His legal filings highlight an interesting aspect of GDPR: its private right of action. The ultimate effectiveness of the law will probably turn on the enforcement by member states in the European Union and the United Kingdom, under its GDPR-like law.
The law highlights a fundamental difference in the rights of individuals in the European Union, United Kingdom, and the United States around data privacy. In the United States, that right has very little legal protection. Given the history of Europe in the past century, it is not surprising there is a greater desire for privacy. Already, commentators in the United States are claiming that GDPR will make chasing criminals more difficult, but even the venerable pro-business Financial Times (FT) editorialized that GDPR “will put just and straightforward principals into place.” Imagine the U.S. Congress actually saying something like that about individual privacy rights.

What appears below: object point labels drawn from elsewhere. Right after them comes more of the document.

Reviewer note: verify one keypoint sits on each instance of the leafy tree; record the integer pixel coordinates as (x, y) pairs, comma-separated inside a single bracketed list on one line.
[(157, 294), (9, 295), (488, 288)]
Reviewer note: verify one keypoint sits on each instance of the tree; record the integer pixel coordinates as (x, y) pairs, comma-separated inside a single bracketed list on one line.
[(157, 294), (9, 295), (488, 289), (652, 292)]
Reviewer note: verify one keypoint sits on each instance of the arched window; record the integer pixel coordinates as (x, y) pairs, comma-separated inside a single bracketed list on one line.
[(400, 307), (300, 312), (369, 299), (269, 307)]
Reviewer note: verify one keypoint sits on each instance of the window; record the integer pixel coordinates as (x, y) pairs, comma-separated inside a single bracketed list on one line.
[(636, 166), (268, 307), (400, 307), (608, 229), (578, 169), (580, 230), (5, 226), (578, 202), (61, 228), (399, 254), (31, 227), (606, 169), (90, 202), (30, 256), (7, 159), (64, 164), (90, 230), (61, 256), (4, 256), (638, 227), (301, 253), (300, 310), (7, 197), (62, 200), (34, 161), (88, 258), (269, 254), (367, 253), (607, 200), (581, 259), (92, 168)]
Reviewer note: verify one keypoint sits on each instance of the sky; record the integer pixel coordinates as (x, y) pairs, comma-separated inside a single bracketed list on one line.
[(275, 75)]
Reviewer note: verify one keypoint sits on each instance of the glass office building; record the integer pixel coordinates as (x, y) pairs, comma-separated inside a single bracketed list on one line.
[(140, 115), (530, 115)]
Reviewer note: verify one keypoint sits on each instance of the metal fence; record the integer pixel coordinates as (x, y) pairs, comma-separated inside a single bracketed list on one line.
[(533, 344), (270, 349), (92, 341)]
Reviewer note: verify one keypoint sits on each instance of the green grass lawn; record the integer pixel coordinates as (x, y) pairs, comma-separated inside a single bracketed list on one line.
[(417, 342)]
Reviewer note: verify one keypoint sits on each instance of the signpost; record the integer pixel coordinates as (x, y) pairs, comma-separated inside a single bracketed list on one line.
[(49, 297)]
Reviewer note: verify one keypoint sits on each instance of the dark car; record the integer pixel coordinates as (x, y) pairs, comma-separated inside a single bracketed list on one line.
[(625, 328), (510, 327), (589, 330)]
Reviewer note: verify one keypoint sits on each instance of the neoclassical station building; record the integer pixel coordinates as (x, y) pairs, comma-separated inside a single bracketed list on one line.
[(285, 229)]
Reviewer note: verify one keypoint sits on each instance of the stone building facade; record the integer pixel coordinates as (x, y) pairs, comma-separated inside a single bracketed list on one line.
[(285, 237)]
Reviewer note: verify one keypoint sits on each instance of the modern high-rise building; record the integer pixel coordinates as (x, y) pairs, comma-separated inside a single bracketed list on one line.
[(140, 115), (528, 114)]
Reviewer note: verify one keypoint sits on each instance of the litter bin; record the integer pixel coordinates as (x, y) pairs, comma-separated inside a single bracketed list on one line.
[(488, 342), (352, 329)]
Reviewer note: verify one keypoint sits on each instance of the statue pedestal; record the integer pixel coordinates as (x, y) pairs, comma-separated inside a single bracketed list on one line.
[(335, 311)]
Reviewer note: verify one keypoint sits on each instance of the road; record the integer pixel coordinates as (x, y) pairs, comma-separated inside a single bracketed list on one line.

Yet, the FT asks several questions about enforcement that, at this point, are still open. What unintended consequences might this new law bring to light? What will be the burden on each company to comply with the law, most specifically the right of Subject Access Requests (SARs)? Equally important is the costs of having a Data Protection Officer, performing a Data Protection Impact Assessment (DPIA), and implementing the required policies and procedures, attendant training, and other requirements. Will national data protection authorities take on large corporations? What about cross-border investigations and enforcement actions? Will there be one pie of enforcement penalties or a host of them?
The answers to these and many other questions are still unknown.